E, como você mencionou os russos, se lemos as obras de Dostoievsky ou Tolstoi ainda hoje, é porque no século XIX havia uma porção de émigrés russos na França que traziam tais obras para o conhecimento dos leitores ocidentais, mesmo assim, há vários grandes autores russos contemporâneos desconhecidos porque nenhuma editora brasileira os traduz. O processo de composição do cânone é complexo e há vários motores silenciosos que permitem a consagração de certos autores, e o esquecimento de vários outros.

Por fim, a minha preocupação como autor é, antes de escrever assuntos brasileiros para brasileiros, participar do rico diálogo mundial.
Hoje, com a internet, qualquer um pode ser lido por qualquer pessoa em qualquer parte do mundo. E a preocupação de como nossa escrita chegará a tais leitores, em qual linguagem, em qual formato, é mais genuína do que jamais foi.
Talvez Machado de Assis ou José de Alencar não pudessem aspirar ser lidos por um chinês ou tailandês, mas acho que a minha geração e as gerações futuras estão falando para um público muito mais vasto e diversificado.
Inclusive, pelos temas que abordo, nem me sentiria um autor brasileiro, pois raramente você verá índios, sertão, jagunços, favelas, onças, selvas, mulatas, praias paradisíacas ou qualquer outro aspecto que o naturalismo e o regionalismo de 30 consagraram como a visão sobre boa parte da Literatura brasileira. Talvez fosse mais fácil atrair a atenção com tais temas exóticos, mas não é o que me interessa, tampouco me sentiria confortável discorrendo sobre tais estereótipos.

Abraços.

Olá, Alfred, obrigada pela resposta. Sei que a sinceridade não é apreciada por muitos nesse meio 'literário'. Não é o meu caso, gostei da sua resposta, e do tom. É uma pena, pois desperdiçamos boas chances de real compartilhamento simplesmente tentando provar, por A mais B, quem tem ou não razão. Não é o meu propósito. Eu só quis chamar sua atenção para outros aspectos da questão e minhas observações não foram pessoais nem agressivas, não o conheço e por isso não posso, não devo nem quero julgá-lo. Continuo discordando do seu ponto de vista, mas não tenho tempo agora, nem vontade, para entrar de cabeça numa tal discussão, não vale a pena. Grata pela atenção, Helena.

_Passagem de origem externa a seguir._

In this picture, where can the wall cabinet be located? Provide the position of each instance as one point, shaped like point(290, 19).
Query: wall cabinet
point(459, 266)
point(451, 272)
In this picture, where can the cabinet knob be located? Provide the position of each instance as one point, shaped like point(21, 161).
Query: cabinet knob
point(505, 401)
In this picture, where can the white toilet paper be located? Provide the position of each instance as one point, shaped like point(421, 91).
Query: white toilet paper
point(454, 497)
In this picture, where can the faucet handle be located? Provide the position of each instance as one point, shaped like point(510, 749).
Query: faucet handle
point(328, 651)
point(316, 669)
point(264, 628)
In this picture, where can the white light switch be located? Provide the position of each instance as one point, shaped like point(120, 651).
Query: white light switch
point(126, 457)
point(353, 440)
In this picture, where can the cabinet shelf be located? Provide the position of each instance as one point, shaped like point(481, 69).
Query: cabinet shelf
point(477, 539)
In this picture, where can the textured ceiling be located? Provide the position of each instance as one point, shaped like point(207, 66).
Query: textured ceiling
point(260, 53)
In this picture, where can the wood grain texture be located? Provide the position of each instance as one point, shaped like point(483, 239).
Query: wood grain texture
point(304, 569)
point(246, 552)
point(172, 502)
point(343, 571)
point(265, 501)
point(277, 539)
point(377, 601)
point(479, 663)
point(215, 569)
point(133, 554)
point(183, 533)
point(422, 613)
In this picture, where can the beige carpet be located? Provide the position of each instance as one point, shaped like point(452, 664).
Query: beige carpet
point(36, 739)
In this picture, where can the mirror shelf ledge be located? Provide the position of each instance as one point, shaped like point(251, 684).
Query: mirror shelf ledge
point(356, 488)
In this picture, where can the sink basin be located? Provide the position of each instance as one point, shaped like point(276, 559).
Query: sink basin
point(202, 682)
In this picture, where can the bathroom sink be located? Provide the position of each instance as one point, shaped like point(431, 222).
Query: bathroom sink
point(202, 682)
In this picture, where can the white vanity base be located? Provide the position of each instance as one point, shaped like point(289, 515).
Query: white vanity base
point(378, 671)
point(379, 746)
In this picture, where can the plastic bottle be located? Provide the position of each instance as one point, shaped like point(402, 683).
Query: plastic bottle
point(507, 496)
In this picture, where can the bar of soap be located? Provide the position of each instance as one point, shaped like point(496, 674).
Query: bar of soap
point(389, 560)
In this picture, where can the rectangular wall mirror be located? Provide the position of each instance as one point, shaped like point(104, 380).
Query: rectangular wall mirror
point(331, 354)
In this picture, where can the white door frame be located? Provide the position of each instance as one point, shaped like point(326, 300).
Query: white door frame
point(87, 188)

"Eu só quis chamar sua atenção para outros aspectos da questão e minhas observações não foram pessoais nem agressivas..."

Não tenho dúvida disto, Helena, tampouco as minhas. ;)

Abraços.

Uma visão mais panorâmica sempre se torna possível,quando temos os pontos de observação sobrelevados.O ponto comum entre esses avistamentos ,coloca os dois pontos de interesse geral numa sociedade;onde o poder maior é o da comunicação;que são :a escrita,e a leitura(sejam quais formas simbólicas e de sentido artístico,sejam suas representantes),e respectivamente o que as envolve em sentido mais direto e original,que é sua identidade nacional...sua etnia.É quase evidente que outros povos fizeram desse princípio de identidade ,um reforço de caráter linguístico,e isto foi refletir no fundamento básico de qualquer cultura latente de bons escritores,ou seja,o ensino das características do Universo simbólico das letras.O Brasil é deficiente nesses dois aspectos fundamentais para a construção de uma literatura robusta e sadia,é a falta de identidade étnica(idealismo),e a pouco universalismo da educação,e isto,muito anterior ao primário,ou pré-escola,portanto,apenas acrescento aos ilustres debatedores,uma pouca visão de sobrevôo.